Danish peace activist and community worker

Birgitte "Gita" Brooke (1931–2020) was a Danish and New Zealand peace activist and community worker. She co-founded the organisation Operation Peace Through Unity organisation in Sweden in 1975 and lived in both India and Whanganui, New Zealand.

== Biography ==
Keller was born in 1931 in Denmark but was raised in India, where she was given her nickname 'Gita' by which she would be known for the remainder of her life.

Brooke and her husband set up the Peace Through Unity organisation in Sweden in 1975, also known as Peace Through Unity. Peace Through Unity was a United Nations accredited non-governmental organisation and part of their work was a quarterly newsletter titled Many to Many, with "news items, strategies, poems and letters from around the world, for use in the cause of peace, environmental protection and the rights of indigenous peoples".

In 1983, Brooke and her husband embarked on a year-long global mission of peace, coinciding with Sarawak's 20th anniversary of independence.
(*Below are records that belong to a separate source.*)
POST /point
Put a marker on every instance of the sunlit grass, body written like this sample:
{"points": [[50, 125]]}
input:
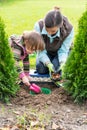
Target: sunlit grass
{"points": [[20, 15]]}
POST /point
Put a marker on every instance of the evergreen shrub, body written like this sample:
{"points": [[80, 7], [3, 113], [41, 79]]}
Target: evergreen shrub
{"points": [[75, 70], [8, 73]]}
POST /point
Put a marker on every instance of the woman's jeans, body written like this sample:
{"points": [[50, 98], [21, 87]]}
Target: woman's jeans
{"points": [[42, 69]]}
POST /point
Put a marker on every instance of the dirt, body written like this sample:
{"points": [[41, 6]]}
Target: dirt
{"points": [[55, 111]]}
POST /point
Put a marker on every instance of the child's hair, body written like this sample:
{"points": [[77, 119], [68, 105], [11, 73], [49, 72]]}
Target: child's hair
{"points": [[53, 18], [34, 40]]}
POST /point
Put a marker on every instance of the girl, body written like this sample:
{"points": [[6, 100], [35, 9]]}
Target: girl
{"points": [[22, 46]]}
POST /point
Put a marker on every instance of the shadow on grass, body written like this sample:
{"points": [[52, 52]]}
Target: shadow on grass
{"points": [[7, 2]]}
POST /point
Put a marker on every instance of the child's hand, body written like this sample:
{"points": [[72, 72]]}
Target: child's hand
{"points": [[26, 81]]}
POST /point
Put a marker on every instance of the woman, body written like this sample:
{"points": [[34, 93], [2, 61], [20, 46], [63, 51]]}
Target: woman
{"points": [[22, 46], [57, 33]]}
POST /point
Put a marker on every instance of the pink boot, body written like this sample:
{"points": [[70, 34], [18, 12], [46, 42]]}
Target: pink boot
{"points": [[35, 88]]}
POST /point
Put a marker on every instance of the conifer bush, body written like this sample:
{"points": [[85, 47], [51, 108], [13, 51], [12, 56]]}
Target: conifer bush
{"points": [[75, 70], [8, 73]]}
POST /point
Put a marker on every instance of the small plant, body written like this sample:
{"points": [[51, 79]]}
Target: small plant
{"points": [[8, 73], [75, 70]]}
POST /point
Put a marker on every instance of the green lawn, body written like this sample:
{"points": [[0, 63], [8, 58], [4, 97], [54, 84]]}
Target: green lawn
{"points": [[20, 15]]}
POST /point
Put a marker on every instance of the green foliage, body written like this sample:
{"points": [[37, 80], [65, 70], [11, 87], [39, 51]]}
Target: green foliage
{"points": [[8, 74], [75, 70]]}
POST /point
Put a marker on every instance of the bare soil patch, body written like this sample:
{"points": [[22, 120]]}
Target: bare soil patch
{"points": [[56, 111]]}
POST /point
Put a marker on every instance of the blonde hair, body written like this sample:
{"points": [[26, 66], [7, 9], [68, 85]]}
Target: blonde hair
{"points": [[34, 40]]}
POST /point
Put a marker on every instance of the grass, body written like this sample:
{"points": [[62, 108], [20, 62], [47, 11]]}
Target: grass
{"points": [[20, 15]]}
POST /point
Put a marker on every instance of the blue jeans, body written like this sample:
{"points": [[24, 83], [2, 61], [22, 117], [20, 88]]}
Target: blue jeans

Brooke arrived in Whanganui with her husband, Anthony Brooke in 1987 after ten years of travelling. There they were advocates for non-violence, Indigenous rights and resolution of armed conflict and well known in Whanganui. Te Whare o Rehua Sarjeant Gallery has a drawing in their collection by Joanna Margaret Paul of Gita and Anthony Brooke. Peace Through Unity enabled the Handspan sculpture at Pukenamu Queen’s Park, Whanganui by potter Ross Mitchell-Anyon (1954–2022).

In her will Brooke and her husband vested Te Rangi, their home in Whanganui into the Peace Through Unity Charitable Trust, ensuring the house, its contents, and the garden would be used to serve as a place of peace. It is used for philanthropic purposes including in 2013 a scholarship residency.

== Personal life and death ==
Brooke had a daughter and a number of grandchildren and great-grandchildren.

Brooke died at home in Whanganui on 23 February 2020 aged 88 and was married to Anthony Brooke who was the 3rd White Rajah Muda of Sarawak.